Stimme von links, vom noch mehr in die Jahre gekommenen Sitznachbarn, mischt sich ein: Ich habe das aber auch gehört, dass das ein wirklich sehr guter Abend sein soll, der ist auch zur Inszenierung des Jahres gewählt worden, letztes Jahr! Ich will einwerfen: Eben leider nicht!, lasse es dann aber, ich finde meistens, ich eigne mich nicht für solche Gespräche. Aaaach?!, krächzt es nun wieder von rechts zurück. Na dann bleibe ich vielleicht doch bis zum Ende!
Sie ist dann doch nicht geblieben und auch ich habe den ganzen Abend nicht geweint. An der Inszenierung selbst kann es nicht gelegen haben, denn alles, was an Lobpreisung bereits darüber geschrieben worden ist, über ihre Schlichtheit, den Zauber, die Nähe, all das ist auch ein Jahr später immer noch aufs Schönste wahr.

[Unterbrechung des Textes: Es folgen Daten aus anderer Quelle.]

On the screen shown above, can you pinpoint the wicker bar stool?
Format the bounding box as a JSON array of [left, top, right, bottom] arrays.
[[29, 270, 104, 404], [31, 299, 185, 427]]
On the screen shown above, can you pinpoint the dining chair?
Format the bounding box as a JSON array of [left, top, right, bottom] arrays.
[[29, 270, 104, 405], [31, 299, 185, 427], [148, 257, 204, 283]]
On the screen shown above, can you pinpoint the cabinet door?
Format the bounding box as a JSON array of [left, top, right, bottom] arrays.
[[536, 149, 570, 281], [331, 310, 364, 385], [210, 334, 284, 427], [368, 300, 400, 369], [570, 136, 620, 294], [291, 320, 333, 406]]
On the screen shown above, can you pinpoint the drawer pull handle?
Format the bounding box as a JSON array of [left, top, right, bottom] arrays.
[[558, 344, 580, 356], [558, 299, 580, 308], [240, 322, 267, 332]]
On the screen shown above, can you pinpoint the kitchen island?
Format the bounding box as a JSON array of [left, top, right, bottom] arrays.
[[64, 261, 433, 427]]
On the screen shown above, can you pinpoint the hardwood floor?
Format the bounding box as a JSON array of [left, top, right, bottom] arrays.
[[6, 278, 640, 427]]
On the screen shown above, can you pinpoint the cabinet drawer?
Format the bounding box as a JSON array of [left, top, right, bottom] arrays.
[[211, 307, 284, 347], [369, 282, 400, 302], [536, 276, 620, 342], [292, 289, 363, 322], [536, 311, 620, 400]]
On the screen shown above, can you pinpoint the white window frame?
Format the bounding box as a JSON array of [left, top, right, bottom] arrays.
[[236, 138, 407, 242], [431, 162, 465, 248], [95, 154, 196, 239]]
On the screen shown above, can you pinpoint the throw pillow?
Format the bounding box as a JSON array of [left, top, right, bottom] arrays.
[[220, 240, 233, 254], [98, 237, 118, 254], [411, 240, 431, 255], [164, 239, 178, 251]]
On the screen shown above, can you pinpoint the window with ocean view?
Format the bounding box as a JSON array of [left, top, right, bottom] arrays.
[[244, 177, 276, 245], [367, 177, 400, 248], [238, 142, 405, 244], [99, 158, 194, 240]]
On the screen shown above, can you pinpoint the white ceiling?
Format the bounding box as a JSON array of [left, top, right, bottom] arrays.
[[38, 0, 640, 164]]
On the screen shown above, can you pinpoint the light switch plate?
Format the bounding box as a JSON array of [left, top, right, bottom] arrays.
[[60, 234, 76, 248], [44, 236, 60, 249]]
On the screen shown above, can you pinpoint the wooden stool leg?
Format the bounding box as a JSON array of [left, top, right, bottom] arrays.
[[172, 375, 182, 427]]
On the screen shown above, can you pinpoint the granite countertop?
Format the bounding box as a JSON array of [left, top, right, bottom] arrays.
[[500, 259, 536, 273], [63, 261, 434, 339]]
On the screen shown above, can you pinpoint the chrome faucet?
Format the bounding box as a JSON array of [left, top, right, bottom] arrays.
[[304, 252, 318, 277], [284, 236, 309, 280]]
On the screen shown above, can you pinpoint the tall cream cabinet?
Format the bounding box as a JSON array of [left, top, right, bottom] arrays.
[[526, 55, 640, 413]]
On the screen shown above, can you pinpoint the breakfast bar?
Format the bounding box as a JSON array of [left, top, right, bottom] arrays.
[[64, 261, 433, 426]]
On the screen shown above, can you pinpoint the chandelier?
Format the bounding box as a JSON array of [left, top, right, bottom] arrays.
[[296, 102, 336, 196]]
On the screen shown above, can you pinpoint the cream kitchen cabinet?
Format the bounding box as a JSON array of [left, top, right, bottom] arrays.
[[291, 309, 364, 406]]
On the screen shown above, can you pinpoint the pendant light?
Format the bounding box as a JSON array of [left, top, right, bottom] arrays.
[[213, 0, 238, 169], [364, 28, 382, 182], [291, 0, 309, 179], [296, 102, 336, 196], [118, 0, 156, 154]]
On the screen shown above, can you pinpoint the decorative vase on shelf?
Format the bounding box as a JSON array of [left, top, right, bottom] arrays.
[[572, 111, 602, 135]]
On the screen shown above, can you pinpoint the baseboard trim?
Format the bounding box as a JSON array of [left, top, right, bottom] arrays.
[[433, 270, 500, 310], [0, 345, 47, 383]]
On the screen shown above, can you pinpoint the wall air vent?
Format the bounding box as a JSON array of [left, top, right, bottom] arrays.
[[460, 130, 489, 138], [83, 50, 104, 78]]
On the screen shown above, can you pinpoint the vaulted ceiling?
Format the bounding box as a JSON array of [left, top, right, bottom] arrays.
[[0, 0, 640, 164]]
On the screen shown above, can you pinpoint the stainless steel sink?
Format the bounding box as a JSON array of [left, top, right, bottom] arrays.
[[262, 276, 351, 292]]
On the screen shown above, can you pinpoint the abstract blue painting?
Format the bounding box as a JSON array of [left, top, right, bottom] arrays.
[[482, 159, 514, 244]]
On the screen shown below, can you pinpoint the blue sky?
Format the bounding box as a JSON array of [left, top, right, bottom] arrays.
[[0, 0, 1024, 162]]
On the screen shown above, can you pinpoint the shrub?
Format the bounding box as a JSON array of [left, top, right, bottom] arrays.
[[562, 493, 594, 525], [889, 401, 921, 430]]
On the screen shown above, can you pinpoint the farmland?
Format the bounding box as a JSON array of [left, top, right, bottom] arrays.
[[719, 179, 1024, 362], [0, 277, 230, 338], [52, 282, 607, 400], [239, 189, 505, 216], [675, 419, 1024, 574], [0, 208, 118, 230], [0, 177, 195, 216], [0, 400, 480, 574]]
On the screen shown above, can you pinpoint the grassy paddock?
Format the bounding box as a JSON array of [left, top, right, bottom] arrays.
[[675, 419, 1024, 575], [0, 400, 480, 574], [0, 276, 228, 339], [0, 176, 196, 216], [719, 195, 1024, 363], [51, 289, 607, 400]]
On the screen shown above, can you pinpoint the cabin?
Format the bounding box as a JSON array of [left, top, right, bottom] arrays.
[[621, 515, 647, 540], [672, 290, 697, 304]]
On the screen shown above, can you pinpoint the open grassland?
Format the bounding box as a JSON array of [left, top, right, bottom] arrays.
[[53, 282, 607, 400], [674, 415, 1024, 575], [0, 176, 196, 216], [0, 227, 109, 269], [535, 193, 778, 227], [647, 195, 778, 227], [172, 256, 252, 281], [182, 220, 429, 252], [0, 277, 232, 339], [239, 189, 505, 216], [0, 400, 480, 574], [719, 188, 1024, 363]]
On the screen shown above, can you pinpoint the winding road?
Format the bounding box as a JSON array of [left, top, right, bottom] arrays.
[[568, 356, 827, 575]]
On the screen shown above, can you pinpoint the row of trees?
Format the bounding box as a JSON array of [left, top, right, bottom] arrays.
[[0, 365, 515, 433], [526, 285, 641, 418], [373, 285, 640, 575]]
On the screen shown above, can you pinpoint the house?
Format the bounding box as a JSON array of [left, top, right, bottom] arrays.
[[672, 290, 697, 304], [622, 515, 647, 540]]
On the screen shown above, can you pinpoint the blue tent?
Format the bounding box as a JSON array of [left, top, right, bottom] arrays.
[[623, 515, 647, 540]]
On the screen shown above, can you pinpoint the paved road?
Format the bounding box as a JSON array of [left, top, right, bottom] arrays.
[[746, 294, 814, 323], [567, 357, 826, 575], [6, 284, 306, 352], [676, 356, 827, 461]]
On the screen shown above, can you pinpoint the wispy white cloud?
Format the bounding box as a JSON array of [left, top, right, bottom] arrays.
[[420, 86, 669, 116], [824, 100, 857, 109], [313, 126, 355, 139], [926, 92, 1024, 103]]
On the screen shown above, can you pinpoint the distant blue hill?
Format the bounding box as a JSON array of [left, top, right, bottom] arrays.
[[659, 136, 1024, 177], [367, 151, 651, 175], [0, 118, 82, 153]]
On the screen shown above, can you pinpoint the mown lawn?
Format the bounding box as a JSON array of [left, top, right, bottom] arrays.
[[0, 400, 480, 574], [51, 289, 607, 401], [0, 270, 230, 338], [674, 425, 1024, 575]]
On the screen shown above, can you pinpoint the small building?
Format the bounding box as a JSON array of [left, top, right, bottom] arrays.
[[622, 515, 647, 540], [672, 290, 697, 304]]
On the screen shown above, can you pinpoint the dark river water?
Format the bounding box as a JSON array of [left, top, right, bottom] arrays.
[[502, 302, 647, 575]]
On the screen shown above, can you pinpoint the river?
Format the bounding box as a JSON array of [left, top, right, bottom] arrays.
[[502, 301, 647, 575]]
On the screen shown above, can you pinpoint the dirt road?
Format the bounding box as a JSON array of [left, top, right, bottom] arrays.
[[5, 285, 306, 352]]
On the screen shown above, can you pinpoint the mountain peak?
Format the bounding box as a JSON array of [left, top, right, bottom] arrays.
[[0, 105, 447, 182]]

Fehlleistungen der Zuschauer
Ich gebe eher meiner Sitznachbarin die Schuld an meinen unvergossenen Tränen. Ich konnte es nicht fassen, dass man allen Ernstes vierzig Euro dafür bezahlt, also dass man fast fünfzig Euro dafür hinblättert, sich vorsätzlich und geplant in der Pause aus dem Theater entfernen zu lassen.
Natürlich, könnte man einwenden, ist diese Dame ein höchst sonderlicher Einzelfall, eine pathologische Verirrung. Doch mich beschäftigt seither die Frage, was wir tatsächlich tun, wenn wir ins Theater gehen. Welche Rolle eigentlich dem Zuschauer zukommt, in den tobenden, reformatorischen Debatten um die Theater und ihre Landschaften. Während der periodisch wiederkehrenden Legitimationskrisen wird ja immer viel darüber gesprochen, was Theater sein muss, wie es sein muss, was es zu tun und zu lassen hat. Und vor allem wird bemängelt, was es alles nicht ist, was ihm fehlt, wo es ins Leere zielt. Vielleicht konstituiert sich der Mangel des Theaters ja aber aus den Fehlleistungen seiner Zuschauer, vielleicht ist die Leere des Theaters nur die seiner Betrachter?
Diese Frage ist natürlich gemein und ich höre damit jetzt auch auf. Ich freu mich auf das Theatertreffen 2017. Ich werde mich selbst als Zuschauerin genau beobachten und dabei auf meine innere und äußere Abholung verzichten.